A lot of updates this time around! In addition to the page on vitamin C, an old favorite, the pages on lysine and on vitamins B1, B6, and B12 have all been completed. With this, our pages on all B-vitamins are currently up to date.
Vitamin C is one of the most popular nutritional supplements, and one with the largest body of research.
Vitamin C was among the first dietary antioxidants to be isolated. Many studies have since used the water-soluble vitamin C or the fat-soluble vitamin E to assess the effects of antioxidation. Today, we know that vitamin C is a minor but effective antioxidant that can turn prooxidant when needed.
Vitamin C’s main popular use is to fight colds. Initial research suggested it was a panacea, but although it may indeed reduce the occurrence of sickness by half, this benefit seems restricted to high-level athletes. In the average person, vitamin C can only reduce the duration of a cold by some 8–14% when supplemented regularly, starting before the onset of sickness.
Lysine, cysteine, and methionine are three essential amino acids found in high levels in animal proteins (including from eggs and dairy products) but not in all plant proteins. For instance, pea protein is rich in lysine but poor in cysteine and methionine, whereas rice is rich in cysteine and methionine but poor in lysine. Vegetarians and vegans should combine different protein sources in order to get enough of all essential amino acids.
Lysine has been included in many supplements, usually in combination with vitamin C, but claims to its many benefits appear to be unsupported. While it has been hypothesized that lysine might benefit cognition through its interfering with arginine, more research is needed to determine the interaction between those two amino acids. Other purported benefits of lysine aren’t currently supported by the literature.
Thiamine deficiency causes beriberi, which led to its classification as a vitamin. Nowadays beriberi is quite rare, particularly in the first world, but that doesn’t mean you can’t be deficient in B1 in specific cases.
While it’s very rare for healthy people eating a varied diet to be deficient in B1, this vitamin isn’t commonly found in “obesogenic” foods such as oils or processed carbohydrates. Furthermore, both high blood glucose and high alcohol consumption — two not-uncommon problems — hinder how much B1 the body can absorb and retain. In those two scenarios, B1 supplementation could help. A low dose may be sufficient for diabetics, but people whose intestines have been damaged by alcohol may require a higher dose (such as 100 mg).
Pyridoxine’s popularity has increased in recent years.

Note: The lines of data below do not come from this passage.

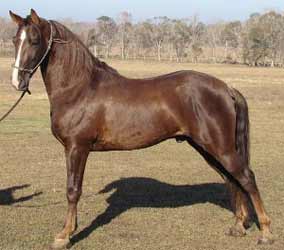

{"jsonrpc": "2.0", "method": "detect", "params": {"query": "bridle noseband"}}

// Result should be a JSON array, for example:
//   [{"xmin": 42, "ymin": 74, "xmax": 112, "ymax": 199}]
[{"xmin": 0, "ymin": 20, "xmax": 71, "ymax": 122}]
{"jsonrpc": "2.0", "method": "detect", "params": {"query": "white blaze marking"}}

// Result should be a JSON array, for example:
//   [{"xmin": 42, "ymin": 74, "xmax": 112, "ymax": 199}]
[{"xmin": 12, "ymin": 30, "xmax": 27, "ymax": 89}]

One reason is its inclusion in energy drink formulations. Another is its being the leading candidate for ZMA supplementation before bed causing weird dreams. Yes, there is indeed some evidence to B6 increasing the subjective intensity of dreams!
Whereas B1 plays a role in glucose metabolism, B6 is a necessary cofactor in the metabolism of fatty acids; but while a B6 deficiency may indeed hinder fat loss, a surplus of B6 hasn’t been proven to increase fat loss.

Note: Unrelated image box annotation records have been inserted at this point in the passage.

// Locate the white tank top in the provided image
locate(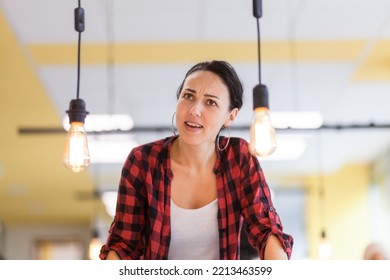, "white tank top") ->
[168,199,219,260]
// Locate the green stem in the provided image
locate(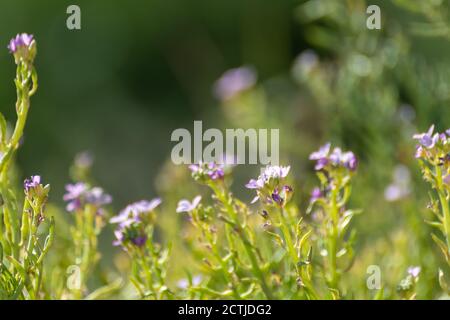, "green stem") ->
[213,188,275,300]
[435,165,450,251]
[328,186,339,289]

Furthermore, higher than normal doses taken day after day can cause neuronal damage — a condition known as pyridoxine neuropathy. Now, the dose at which this condition reliably occurs is astoundingly high (300,000% of the RDA), and the minimum dose at which this condition may occur is still very high (11,700% of the RDA). No supplement should ever provide such amounts, yet the misconception that B-vitamins are all fully nontoxic could lead to unbridled supplementation, notably when supplements are combined.
Cobalamin deficiency results in lethargy and mental fog and can lead to neurological damage on the long term. The ability to separate B12 from foods is reduced in the elderly; people who shun all animal products often lack B12 in their diet; and people with depression are often deficient. In those instances, B12 supplementation is justified.
Reports of increased vitality have led to numerous energy supplements listing B12 as an ingredient, in spite of the limited, unconvincing evidence supporting B12 supplementation in healthy people who aren’t deficient. Superloading this vitamin is safe — just not usually beneficial except for the elderly, for people taking metformin, or in some cases of depression.